Culture Media

In our project we used different kinds of media for cultivation, transformation and chip preparation. While complex media such as LB offered an easy way of cultivation, minimal media such as M9 or HM provide a low autofluorescence for fluorescence measurements. All used media are listed below.

Complex media

Luria-Bertani Medium (LB)

1. weight components

   5 g/L NaCl

   10 g/L tryptone

   5 g/L yeast extract

   (15 g/L agar for plates)

2. fill up to 1 L with deionized water
3. mix well by shaking
4. autoclave
   1. autoclaving tape, caps slightly unscrewed
   2. base of the pot has to be covered with deionized water
   3. close lid
   4. heat level 3 until the pressure valve opens
   5. reduce heat level to 1.5
   6. set timer to 20 minutes
   7. turn heater off
   8. wait until the pressure valve retracts (30-45 minutes)
   9. open, close caps & shake
5. for plates, wait until you can touch the bottle (<60°C, clean bench!)
6. add antibiotics (1 µl/ml) and shake (gloves!)
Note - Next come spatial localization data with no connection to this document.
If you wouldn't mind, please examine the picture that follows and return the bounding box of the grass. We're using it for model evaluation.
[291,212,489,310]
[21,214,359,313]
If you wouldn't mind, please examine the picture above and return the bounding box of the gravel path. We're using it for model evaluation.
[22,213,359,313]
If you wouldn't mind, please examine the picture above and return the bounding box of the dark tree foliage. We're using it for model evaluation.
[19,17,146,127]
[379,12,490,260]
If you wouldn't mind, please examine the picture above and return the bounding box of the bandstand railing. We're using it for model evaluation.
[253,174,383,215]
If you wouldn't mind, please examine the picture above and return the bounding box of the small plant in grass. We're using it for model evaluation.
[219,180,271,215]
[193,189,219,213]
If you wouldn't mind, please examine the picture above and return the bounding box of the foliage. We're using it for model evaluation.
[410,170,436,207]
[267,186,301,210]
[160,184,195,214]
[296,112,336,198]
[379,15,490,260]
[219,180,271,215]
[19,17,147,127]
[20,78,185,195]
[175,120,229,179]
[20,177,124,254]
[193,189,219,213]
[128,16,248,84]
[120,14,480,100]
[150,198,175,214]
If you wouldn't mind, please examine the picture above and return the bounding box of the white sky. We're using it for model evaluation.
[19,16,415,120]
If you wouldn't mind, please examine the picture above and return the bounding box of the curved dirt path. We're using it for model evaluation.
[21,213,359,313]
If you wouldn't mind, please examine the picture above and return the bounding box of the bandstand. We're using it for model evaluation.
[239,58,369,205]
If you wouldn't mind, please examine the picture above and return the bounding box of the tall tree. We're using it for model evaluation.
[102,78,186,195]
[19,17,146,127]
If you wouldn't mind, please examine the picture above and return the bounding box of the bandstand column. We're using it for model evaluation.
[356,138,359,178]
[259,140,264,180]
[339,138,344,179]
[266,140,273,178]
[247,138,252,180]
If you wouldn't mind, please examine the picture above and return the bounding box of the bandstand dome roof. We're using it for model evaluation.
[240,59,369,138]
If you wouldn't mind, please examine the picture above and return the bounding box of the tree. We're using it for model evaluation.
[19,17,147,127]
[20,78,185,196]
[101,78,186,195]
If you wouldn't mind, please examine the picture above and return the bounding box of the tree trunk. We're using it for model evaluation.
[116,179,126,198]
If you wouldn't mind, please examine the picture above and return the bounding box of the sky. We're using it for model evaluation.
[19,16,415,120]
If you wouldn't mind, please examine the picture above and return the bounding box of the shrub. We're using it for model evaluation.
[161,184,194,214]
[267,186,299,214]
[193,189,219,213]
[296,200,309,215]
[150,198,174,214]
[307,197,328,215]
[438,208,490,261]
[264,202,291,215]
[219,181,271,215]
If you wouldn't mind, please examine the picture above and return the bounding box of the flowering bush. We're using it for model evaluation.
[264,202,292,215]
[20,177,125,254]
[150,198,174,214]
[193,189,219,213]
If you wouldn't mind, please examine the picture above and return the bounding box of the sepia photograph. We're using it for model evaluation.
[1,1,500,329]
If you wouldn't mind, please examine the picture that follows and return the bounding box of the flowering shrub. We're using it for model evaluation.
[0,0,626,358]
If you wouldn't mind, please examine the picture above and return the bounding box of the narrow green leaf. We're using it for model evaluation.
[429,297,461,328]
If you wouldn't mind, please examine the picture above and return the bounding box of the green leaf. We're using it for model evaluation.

Terrific-Broth-Medium (TB)

1. components for 1 :

   4 ml/L glycerol

   12 g/L tryptone

   24 g/L yeast extract

2. fill up to 900 ml with deionized water
3. mix well by shaking
4. autoclave
5. components 2:

   0.17 M KH₂PO₄

   0.72 M K₂HPO₄

6. dissolve in 100 ml deionized water and sterilize it by passing it through a filter
7. after autoclaving and cooling down, add sterile phosphate solutions

Nutrient Agar medium (NA)

1. Components for 1 L

   Enzymatic Digest of Gelatin 5 g

   Beef Extract 3 g

   Agar 15 g

2. Final pH: 6.8 ± 0.2 at 25°C
3. Suspend 23 g of the medium in one liter of purified water.
4. Heat with frequent agitation and boil for one minute to completely dissolve the medium.
5. Autoclave at 121°C for 15 min.

Minimal Media

Hartmans Minimal Medium (HM)

This mineral salts medium is based on (Hartmans et al., 1989).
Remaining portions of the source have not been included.